Another feature, called ‘browsing bubbles’, displays related info next to the products (such as ingredients and dietary info) but also bubbles up similar products to get users to widen the spectrum of their search.
Add to that, a proprietary ‘sprinkler algorithm’ introduces an element of pure serendipity by pushing random categories and items into the mix too, so that shoppers end up encountering a much broader collection of products than if they have been shopping via the traditional ecommerce staple of drop-down category menus.
The effect Vitacost was aiming for was to digitally recreate a bricks and mortar style shopping experience where the act of shopping naturally involves discovery, says Zucker. “Consumers using our new digital platform are offered an endless array of product suggestions through the browsing bubbles, increasing awareness of the vast selection of products and brands that Vitacost carries,” he adds in a statement.
The company gets 1.5 million unique views to its ecommerce website per month but does not yet publicly disclose traffic to mobile devices. Zucker tells TechCrunch that “mobile/tablet revenue is a non-trivial portion of our total revenue” but said, first and foremost, the decision to develop the tablet shopping platform was driven by “the desire to remove friction in the buying process for our 40,000+ SKUs”.
“We chose the iPad to exploit the functionality that this device has, such as dragging, swiping and other functionality that enables more gesture-based shopping.

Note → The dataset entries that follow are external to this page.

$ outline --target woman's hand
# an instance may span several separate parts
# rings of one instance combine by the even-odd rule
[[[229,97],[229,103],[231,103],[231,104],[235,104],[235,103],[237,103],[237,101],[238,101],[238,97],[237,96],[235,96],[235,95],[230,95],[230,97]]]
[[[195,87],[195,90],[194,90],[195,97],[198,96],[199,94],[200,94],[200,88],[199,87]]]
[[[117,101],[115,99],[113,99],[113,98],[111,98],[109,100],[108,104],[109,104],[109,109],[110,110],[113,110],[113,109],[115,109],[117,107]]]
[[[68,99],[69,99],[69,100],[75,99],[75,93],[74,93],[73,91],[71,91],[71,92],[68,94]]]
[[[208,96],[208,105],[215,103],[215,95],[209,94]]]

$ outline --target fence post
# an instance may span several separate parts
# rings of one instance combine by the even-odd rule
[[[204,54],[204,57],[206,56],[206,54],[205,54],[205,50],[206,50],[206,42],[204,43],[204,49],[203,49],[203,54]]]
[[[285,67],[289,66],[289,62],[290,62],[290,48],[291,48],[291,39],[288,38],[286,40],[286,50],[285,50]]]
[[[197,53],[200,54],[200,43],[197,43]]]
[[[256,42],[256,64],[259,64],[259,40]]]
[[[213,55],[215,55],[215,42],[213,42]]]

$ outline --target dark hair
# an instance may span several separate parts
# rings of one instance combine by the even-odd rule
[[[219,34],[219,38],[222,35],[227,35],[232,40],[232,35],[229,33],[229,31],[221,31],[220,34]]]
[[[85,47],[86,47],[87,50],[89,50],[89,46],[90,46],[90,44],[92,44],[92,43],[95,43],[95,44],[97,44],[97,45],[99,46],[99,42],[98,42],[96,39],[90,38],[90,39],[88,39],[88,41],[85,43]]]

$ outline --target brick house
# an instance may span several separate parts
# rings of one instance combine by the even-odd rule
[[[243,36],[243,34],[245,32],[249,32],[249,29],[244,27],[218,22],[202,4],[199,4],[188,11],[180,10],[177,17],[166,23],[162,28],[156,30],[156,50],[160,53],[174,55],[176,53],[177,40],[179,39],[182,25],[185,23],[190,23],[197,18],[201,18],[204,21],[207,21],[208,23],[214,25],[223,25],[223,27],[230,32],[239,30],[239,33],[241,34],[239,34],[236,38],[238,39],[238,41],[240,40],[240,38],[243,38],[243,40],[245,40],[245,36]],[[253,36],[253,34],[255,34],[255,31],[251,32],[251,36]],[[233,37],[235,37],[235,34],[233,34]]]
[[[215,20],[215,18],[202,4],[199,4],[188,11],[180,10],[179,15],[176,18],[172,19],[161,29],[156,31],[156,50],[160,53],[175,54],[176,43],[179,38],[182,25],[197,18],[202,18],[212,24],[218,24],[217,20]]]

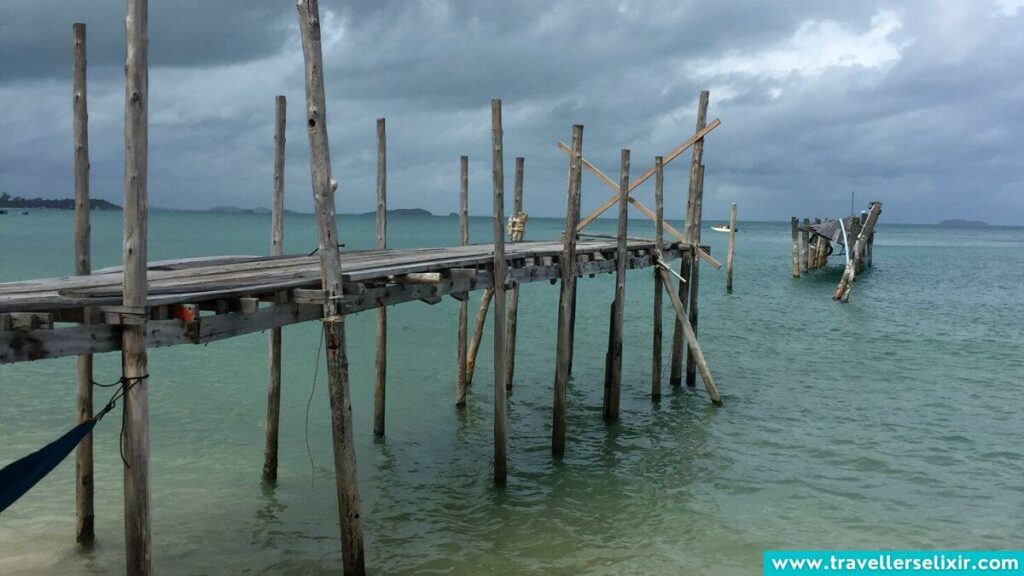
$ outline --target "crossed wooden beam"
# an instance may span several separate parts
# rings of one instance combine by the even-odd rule
[[[671,161],[675,160],[676,158],[678,158],[680,154],[682,154],[687,149],[689,149],[690,146],[693,146],[696,142],[698,142],[699,140],[704,138],[704,136],[707,133],[709,133],[712,130],[714,130],[715,128],[717,128],[721,123],[722,122],[718,118],[715,118],[714,120],[709,122],[707,126],[705,126],[704,128],[701,128],[700,130],[698,130],[693,136],[690,136],[685,142],[683,142],[679,146],[676,146],[676,148],[674,150],[672,150],[671,152],[668,153],[668,156],[665,156],[664,160],[662,161],[662,166],[664,167],[669,162],[671,162]],[[572,154],[572,149],[569,148],[568,146],[566,146],[562,142],[558,143],[558,148],[562,152],[565,152],[566,154],[570,154],[570,155]],[[609,178],[604,172],[601,172],[601,170],[598,169],[597,166],[594,166],[593,164],[591,164],[590,161],[587,160],[586,158],[583,158],[583,166],[587,170],[589,170],[591,174],[593,174],[594,176],[597,176],[597,179],[600,180],[601,182],[603,182],[605,186],[607,186],[607,187],[611,188],[612,190],[614,190],[615,194],[613,194],[611,196],[611,198],[608,198],[608,200],[604,204],[602,204],[600,207],[598,207],[597,210],[594,210],[593,212],[588,214],[585,218],[580,220],[580,223],[576,226],[576,232],[580,232],[581,230],[586,228],[587,225],[589,225],[591,222],[593,222],[601,214],[604,214],[609,208],[614,206],[615,203],[619,201],[619,184],[617,182],[615,182],[614,180]],[[636,209],[639,210],[644,216],[647,216],[651,220],[657,221],[658,220],[658,216],[650,208],[648,208],[647,206],[644,206],[642,202],[640,202],[636,198],[633,198],[632,196],[630,196],[630,194],[633,192],[633,190],[635,190],[641,184],[646,182],[651,176],[653,176],[655,171],[656,171],[656,168],[654,166],[651,166],[646,171],[644,171],[643,174],[638,176],[636,180],[633,180],[632,182],[630,182],[629,183],[629,188],[626,190],[626,200],[628,200],[630,204],[632,204],[634,207],[636,207]],[[662,225],[664,226],[664,229],[665,229],[666,232],[668,232],[669,234],[675,236],[676,239],[679,240],[680,242],[685,242],[687,244],[691,243],[683,235],[682,232],[680,232],[679,230],[676,230],[668,222],[663,222]],[[719,262],[718,260],[715,260],[714,258],[712,258],[711,255],[708,254],[707,252],[705,252],[704,250],[702,250],[700,248],[700,246],[695,246],[694,248],[696,248],[696,250],[697,250],[697,255],[700,256],[700,258],[702,260],[704,260],[705,262],[707,262],[708,264],[713,266],[715,268],[715,270],[718,270],[719,268],[722,267],[722,263],[721,262]]]

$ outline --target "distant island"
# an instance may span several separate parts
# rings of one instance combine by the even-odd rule
[[[373,216],[375,214],[377,214],[376,210],[356,214],[356,216]],[[433,216],[430,210],[424,210],[423,208],[393,208],[388,210],[388,214],[391,216]]]
[[[0,208],[49,208],[51,210],[74,210],[74,198],[22,198],[4,192],[0,194]],[[120,210],[113,202],[92,198],[89,200],[90,210]]]
[[[939,222],[943,228],[988,228],[988,223],[981,220],[943,220]]]
[[[270,208],[264,208],[262,206],[258,208],[239,208],[238,206],[214,206],[213,208],[209,208],[206,211],[219,212],[222,214],[270,214]]]

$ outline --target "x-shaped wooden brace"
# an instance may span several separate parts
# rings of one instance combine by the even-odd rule
[[[662,161],[662,166],[664,167],[669,162],[671,162],[671,161],[675,160],[676,158],[678,158],[680,154],[682,154],[687,149],[689,149],[690,146],[693,146],[694,143],[696,143],[698,140],[700,140],[701,138],[704,138],[704,136],[708,132],[711,132],[712,130],[717,128],[721,123],[722,122],[718,118],[715,118],[714,120],[709,122],[707,126],[705,126],[704,128],[698,130],[697,133],[694,134],[693,136],[690,136],[690,138],[688,138],[686,140],[686,142],[683,142],[682,144],[677,146],[674,150],[669,152],[668,156],[666,156],[664,158],[664,160]],[[563,152],[565,152],[566,154],[572,154],[572,149],[569,148],[568,146],[566,146],[562,142],[558,143],[558,148],[560,150],[562,150]],[[599,170],[597,168],[597,166],[594,166],[593,164],[591,164],[590,161],[588,161],[586,158],[583,159],[583,166],[587,170],[589,170],[591,172],[591,174],[593,174],[594,176],[597,176],[598,180],[603,182],[605,186],[611,188],[612,190],[615,190],[615,194],[611,198],[609,198],[604,204],[602,204],[597,210],[594,210],[593,212],[588,214],[586,218],[580,220],[579,225],[576,226],[576,231],[577,232],[579,232],[579,231],[583,230],[584,228],[586,228],[587,225],[589,225],[591,222],[593,222],[601,214],[604,214],[609,208],[614,206],[615,203],[619,201],[619,185],[618,185],[618,183],[616,183],[614,180],[612,180],[607,175],[605,175],[604,172],[601,172],[601,170]],[[626,191],[626,200],[628,200],[630,204],[632,204],[634,207],[636,207],[636,209],[639,210],[644,216],[647,216],[648,218],[650,218],[651,220],[654,220],[654,221],[657,221],[658,216],[653,211],[651,211],[650,208],[648,208],[647,206],[644,206],[643,203],[641,203],[639,200],[637,200],[636,198],[633,198],[632,196],[630,196],[630,194],[638,186],[640,186],[641,184],[646,182],[651,176],[653,176],[656,171],[657,171],[657,168],[655,168],[654,166],[651,166],[643,174],[641,174],[636,180],[633,180],[632,182],[630,182],[629,183],[629,189]],[[673,226],[669,225],[668,222],[662,222],[662,226],[664,226],[666,232],[668,232],[669,234],[675,236],[676,239],[679,240],[680,242],[689,243],[686,240],[686,237],[684,237],[683,234],[679,230],[676,230]],[[711,255],[708,254],[707,252],[705,252],[704,250],[701,250],[700,246],[694,246],[694,248],[697,250],[697,255],[700,256],[700,258],[702,260],[704,260],[705,262],[707,262],[708,264],[713,266],[715,268],[715,270],[717,270],[717,269],[722,267],[722,263],[721,262],[719,262],[718,260],[715,260],[714,258],[712,258]]]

Second, we needed a user experience that better enabled a consumer to discover the products we have; since a typical consumer will enter a brick and mortar grocery shopping experience and emerge with items they did not initially intend to buy,” he says.
“This ‘discover’ process is difficult to build in a website and we believe we have made significant strides with our new experience to develop a sense of discovery using our shopping bubbles and sprinkle algorithm. Finally, we wanted something that people actually liked to use and found fun to interact with. I don’t think anyone would say that web shopping is in itself a fun experience, although theVitacost iPad experience is.”